À peine eut-elle le temps d'apercevoir une tornade blonde qu'on lui sautait au cou.
-Éloïse! Éloïse! Éloïse!
Elle sentit, bien malgré elle, son cœur battre plus fort.
-Jimmy? S'enquit-elle.
-Tu es revenue! Claironna l'intéressé. Tu es revenue! J'ai vue DoublÉloïse devant chez moi et j'ai su que tu étais revenue!
Puis il la lâcha et sa joie retomba brusquement.
-Mais où étais-tu? Demanda-t-il d'un ton suspicieux. Bizzy et moi avons pourtant fouillé tout Misèreville…
-Chez ma tante Rose Pompon, expliqua Éloïse, dépassée par leur manque d'ingéniosité. Tu te souviens d'elle?
Il réfléchit un instant.
-Hum… La femme effrayante qui donnait l'impression de t'avoir enlevé dans une prison rose avec laquelle on a arrangé un rendez-vous avec Lulu? Euh… Non. Ça ne me dis rien du tout!
La scientifique soupira, découragée. Comment avait-elle pu l'aimer? Il était si différent d'elle : immature, gentil, souriant, exubérant, énervé autant qu'énervant…
Mais elle n'eut pas le loisir de pousser sa réflexion plus loin car il lui sauta à nouveau au cou.
-Je suis si content que tu sois de retour Éloïse! S'écria-t-il.

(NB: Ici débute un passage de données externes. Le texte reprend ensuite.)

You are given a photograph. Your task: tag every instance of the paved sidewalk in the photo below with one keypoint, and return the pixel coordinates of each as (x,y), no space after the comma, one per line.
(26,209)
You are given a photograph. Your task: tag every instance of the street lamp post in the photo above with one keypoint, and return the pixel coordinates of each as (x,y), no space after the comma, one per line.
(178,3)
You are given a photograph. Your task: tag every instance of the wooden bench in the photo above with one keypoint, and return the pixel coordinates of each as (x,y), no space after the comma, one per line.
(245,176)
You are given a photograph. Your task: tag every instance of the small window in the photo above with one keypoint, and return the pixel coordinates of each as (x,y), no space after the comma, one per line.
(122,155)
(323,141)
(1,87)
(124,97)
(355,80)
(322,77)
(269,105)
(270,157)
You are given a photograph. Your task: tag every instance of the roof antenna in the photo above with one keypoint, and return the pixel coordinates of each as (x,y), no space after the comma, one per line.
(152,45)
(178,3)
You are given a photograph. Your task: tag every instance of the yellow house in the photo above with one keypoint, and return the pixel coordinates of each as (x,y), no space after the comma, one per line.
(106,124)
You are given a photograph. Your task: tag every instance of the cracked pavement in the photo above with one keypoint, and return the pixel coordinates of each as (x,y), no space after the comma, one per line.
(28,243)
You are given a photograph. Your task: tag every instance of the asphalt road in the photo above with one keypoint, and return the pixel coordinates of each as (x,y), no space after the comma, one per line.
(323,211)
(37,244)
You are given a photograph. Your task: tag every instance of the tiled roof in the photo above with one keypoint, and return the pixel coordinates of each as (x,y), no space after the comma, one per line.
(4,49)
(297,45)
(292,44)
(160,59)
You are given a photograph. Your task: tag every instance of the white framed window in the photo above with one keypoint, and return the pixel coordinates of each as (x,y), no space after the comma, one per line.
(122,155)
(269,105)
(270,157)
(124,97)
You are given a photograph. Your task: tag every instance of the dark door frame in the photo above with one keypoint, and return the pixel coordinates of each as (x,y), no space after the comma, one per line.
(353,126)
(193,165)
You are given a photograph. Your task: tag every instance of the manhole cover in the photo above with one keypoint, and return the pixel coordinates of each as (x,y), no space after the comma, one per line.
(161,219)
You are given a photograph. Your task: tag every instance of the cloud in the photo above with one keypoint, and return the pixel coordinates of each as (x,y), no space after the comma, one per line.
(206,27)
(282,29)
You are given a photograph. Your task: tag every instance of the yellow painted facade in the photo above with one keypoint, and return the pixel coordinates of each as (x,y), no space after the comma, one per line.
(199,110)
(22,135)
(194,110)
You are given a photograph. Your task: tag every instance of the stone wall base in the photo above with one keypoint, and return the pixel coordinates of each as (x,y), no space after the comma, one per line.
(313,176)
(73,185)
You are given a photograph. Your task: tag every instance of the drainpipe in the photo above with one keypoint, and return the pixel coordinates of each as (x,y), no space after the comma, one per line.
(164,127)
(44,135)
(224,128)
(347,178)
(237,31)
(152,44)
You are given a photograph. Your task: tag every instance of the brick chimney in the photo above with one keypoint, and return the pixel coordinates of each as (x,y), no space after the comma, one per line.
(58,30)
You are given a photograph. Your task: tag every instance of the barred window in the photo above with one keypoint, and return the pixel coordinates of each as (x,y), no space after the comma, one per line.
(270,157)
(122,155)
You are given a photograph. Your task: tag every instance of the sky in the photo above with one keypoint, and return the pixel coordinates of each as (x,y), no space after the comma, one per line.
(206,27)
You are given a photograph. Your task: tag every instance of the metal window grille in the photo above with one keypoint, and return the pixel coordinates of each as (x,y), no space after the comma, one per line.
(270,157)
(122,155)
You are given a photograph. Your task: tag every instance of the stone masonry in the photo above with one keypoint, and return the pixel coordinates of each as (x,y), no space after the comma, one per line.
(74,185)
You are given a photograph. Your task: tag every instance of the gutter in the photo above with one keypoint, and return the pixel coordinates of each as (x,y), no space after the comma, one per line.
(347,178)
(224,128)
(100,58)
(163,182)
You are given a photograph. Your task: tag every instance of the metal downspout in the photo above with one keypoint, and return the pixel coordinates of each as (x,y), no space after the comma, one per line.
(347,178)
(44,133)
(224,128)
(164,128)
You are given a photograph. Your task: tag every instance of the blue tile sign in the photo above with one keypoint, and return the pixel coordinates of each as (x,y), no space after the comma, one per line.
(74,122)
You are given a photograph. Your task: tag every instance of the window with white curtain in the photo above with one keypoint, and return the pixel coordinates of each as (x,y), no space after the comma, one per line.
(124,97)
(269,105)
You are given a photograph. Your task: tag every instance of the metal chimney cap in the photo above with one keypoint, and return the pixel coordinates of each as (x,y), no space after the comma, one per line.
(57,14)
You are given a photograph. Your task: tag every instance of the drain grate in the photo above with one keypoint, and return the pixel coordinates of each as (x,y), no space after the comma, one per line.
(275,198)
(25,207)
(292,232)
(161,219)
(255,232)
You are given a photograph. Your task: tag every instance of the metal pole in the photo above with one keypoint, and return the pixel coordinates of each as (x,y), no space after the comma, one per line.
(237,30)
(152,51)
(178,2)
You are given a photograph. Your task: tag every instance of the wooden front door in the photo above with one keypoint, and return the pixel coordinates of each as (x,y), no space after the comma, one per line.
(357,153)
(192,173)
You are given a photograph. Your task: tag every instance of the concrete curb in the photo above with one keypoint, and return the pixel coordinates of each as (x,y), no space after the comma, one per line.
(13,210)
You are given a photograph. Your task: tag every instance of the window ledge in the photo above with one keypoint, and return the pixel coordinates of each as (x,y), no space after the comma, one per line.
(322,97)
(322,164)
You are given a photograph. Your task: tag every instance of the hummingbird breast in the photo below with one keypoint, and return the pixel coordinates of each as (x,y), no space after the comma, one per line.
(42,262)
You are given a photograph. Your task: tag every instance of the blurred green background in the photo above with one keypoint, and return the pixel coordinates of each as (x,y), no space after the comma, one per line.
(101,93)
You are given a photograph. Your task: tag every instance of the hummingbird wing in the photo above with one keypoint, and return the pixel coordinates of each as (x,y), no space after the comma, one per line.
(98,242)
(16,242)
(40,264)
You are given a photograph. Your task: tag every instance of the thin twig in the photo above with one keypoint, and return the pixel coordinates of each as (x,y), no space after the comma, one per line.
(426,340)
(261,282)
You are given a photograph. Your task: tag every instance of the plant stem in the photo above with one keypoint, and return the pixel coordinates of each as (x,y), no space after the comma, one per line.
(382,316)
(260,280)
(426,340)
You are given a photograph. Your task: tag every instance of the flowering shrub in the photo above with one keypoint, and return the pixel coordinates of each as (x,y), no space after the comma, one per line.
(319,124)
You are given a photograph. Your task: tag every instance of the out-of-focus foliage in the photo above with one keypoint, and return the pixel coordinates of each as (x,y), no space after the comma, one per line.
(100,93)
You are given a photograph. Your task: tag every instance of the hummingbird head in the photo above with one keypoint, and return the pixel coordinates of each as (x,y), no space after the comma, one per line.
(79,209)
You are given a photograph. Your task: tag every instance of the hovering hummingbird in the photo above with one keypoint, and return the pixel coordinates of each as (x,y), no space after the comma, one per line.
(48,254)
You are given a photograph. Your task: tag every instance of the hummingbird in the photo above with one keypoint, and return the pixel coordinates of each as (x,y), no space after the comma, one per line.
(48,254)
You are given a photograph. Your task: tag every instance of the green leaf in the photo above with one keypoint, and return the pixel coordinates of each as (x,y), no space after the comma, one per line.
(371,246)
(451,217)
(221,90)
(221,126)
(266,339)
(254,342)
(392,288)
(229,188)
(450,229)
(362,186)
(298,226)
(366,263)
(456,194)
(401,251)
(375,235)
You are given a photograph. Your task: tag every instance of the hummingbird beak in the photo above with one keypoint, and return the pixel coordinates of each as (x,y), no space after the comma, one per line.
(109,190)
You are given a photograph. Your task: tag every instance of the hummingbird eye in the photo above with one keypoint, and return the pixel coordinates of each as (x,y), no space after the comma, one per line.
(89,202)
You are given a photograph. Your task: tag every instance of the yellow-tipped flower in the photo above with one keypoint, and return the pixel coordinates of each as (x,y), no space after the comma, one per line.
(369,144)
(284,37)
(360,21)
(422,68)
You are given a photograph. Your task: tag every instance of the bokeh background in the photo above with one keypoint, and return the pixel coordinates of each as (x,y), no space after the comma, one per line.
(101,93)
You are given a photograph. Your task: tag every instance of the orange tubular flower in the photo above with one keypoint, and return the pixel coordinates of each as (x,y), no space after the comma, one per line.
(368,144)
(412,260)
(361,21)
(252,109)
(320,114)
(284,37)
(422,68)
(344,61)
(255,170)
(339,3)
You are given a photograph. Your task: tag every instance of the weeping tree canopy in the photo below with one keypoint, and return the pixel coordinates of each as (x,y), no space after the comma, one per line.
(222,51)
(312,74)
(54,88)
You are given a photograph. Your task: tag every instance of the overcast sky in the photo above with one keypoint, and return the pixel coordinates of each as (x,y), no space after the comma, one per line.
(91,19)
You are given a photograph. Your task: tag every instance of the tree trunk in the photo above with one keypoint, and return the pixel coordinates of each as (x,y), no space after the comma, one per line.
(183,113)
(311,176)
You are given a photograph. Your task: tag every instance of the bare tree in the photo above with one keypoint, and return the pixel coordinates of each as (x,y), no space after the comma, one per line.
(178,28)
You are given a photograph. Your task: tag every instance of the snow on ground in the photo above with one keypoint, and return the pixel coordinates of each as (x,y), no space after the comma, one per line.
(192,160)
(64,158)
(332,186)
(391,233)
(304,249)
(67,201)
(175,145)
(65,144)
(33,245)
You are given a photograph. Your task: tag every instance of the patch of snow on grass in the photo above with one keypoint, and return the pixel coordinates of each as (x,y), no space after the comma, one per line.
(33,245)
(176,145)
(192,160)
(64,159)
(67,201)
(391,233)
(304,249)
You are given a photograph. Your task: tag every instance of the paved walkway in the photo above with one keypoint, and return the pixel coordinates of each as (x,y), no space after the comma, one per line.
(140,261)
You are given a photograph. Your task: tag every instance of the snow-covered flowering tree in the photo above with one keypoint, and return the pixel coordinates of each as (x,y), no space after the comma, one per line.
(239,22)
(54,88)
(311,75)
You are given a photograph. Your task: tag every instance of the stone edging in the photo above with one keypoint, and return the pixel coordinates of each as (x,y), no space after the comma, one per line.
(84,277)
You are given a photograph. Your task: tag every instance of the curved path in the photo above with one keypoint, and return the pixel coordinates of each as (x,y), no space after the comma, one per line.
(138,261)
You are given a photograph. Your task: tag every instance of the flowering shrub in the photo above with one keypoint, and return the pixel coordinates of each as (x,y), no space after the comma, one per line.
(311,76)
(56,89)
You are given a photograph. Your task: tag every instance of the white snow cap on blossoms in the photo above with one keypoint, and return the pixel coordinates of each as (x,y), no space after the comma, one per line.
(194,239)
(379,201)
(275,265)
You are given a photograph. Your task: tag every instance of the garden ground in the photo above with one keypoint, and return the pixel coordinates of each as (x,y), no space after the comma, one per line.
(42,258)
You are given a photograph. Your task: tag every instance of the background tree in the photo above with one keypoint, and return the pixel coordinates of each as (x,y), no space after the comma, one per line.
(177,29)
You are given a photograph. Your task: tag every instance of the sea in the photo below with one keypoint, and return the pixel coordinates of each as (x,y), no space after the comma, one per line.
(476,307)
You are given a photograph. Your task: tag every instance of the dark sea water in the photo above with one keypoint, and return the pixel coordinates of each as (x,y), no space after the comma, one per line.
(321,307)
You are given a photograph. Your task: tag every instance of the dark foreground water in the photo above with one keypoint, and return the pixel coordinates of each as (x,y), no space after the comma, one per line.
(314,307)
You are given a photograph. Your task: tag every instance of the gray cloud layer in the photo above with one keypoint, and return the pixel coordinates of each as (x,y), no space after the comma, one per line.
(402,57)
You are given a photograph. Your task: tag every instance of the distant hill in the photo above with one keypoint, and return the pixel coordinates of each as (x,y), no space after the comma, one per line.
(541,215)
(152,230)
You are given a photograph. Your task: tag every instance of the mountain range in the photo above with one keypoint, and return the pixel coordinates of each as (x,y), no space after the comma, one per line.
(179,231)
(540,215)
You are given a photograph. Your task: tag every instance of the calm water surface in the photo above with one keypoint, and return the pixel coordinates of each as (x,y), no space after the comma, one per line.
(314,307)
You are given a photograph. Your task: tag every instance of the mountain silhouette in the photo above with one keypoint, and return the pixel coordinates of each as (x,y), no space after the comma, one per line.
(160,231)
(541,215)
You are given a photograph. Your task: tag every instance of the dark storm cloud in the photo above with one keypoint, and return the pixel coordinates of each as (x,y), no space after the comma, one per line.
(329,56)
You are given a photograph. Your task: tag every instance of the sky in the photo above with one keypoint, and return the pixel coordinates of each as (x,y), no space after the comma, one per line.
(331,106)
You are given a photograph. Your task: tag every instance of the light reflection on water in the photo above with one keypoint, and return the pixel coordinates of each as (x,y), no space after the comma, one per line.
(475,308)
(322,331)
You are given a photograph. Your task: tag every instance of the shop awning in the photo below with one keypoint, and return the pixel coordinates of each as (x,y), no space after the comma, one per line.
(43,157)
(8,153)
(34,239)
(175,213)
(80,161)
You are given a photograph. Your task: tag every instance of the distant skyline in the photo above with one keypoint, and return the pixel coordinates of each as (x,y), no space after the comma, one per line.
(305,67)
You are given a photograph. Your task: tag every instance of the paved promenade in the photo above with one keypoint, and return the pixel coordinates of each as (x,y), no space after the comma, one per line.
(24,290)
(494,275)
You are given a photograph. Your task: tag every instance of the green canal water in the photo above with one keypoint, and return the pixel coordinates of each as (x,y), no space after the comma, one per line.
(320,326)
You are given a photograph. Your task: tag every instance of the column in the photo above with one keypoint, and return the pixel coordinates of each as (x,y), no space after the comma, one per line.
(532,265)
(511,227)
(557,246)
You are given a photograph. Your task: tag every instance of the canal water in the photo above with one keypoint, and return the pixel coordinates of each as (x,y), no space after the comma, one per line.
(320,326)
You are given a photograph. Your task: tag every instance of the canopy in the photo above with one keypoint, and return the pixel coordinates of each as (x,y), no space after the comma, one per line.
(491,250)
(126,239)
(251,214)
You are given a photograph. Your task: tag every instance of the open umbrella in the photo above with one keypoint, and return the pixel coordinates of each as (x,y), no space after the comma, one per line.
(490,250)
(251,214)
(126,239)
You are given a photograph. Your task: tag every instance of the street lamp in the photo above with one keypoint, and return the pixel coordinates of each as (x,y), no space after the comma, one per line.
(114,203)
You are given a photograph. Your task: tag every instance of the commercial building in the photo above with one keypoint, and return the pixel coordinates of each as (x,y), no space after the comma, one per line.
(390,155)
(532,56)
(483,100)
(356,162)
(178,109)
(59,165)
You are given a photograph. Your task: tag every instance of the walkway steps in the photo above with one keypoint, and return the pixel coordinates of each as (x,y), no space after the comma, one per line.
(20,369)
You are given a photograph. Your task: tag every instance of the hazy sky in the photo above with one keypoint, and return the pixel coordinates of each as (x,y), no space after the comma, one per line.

Il fut un temps où la jeune femme aurait été prête à tuer pour l'entendre prononcer de telles paroles, pour sentir son corps si près du sien. Mais tous ces sentiments s'étaient évanouis, ne laissant place qu'à de l'amertume en pensant au temps qu'elle avait gaspillé sur lui. Son cœur pourtant, ne semblait pas du même avis. Il s'était emballé à la simple vue du blondinet, tambourinait, sautait, gambadait même dans sa cage thoracique, au rythme d'une romantique ballade imaginaire. Il ne cessait de scander «Jimmy! Jimmy! Jimmy!» Mais c'était là le plus grand changement qui s'était opéré chez notre héroïne : sa tête parlait plus fort que son cœur désormais. Ou peut-être était-ce seulement qu'elle l'écoutait plus. Autrefois, elle l'avait laissé prendre toutes les décisions, laissant son cerveau dans l'ombre. Et désormais, les rôles étaient inversés.
Aussi repoussa-t-elle Jimmy, qui ne se départit en rien de sa bonne humeur.
-Allons chercher Bizzy! Lança-t-il. Il sera ravi de te revoir!
-Non, ça ne me dis rien…
Jimmy et Éloïse était arrivé chez Bizzy depuis un moment déjà, mais ce dernier ne reconnaissait toujours pas son ancienne meilleure amie. Saphy était là aussi, mangeant du yaourt dans un coin sans dire un mot.
-Allez Bizzy! Tu dois bien te souvenir d'Éloïse! Grogna Jimmy. C'est notre amie, É-lo-i-se!
Et il raconta une énième anecdote, celle-ci mettant en scène une armée de mignon petit panda.
-Nah, lâcha Bizzy. Toujours rien.
Éloïse se frappa la tête avec le plat de sa main et Jimmy entreprit de raconter un autre de ses souvenirs.
-Laisse tombé Jimmy, râla la jeune femme en tirant son ami par la manche. Je n'ai pas vraiment envie de perdre mon temps avec Bizzy J. l'Atroce de toute façon.
Le jeune homme semblait tout piteux.
-Mais… mais… mais…. Bégaya-t-il.
Il ne trouva jamais les mots pour finir sa phrase.
-Et tant qu'à y être, Jimmy, je ne suis pas certaine de vouloir le perdre avec toi non plus.
Jimmy s'arrêta brusquement au milieu de la route, les larmes aux yeux, et Éloïse poursuivit son chemin.
«Jimmy! Jimmy! Jimmy!» s'époumona le cœur d'Éloïse.
Elle tenta de l'ignorer.
«JIMMY!» hurla-t-il.
Éloïse fit demi-tour et prit la main de son ami.
-Tu viens, j'ai une invention à tester et j'ai besoin de toi.
Au fond, elle n'y pouvait rien. Malgré tout ce que sa tête pouvait en penser, Éloïse avait réellement besoin de lui.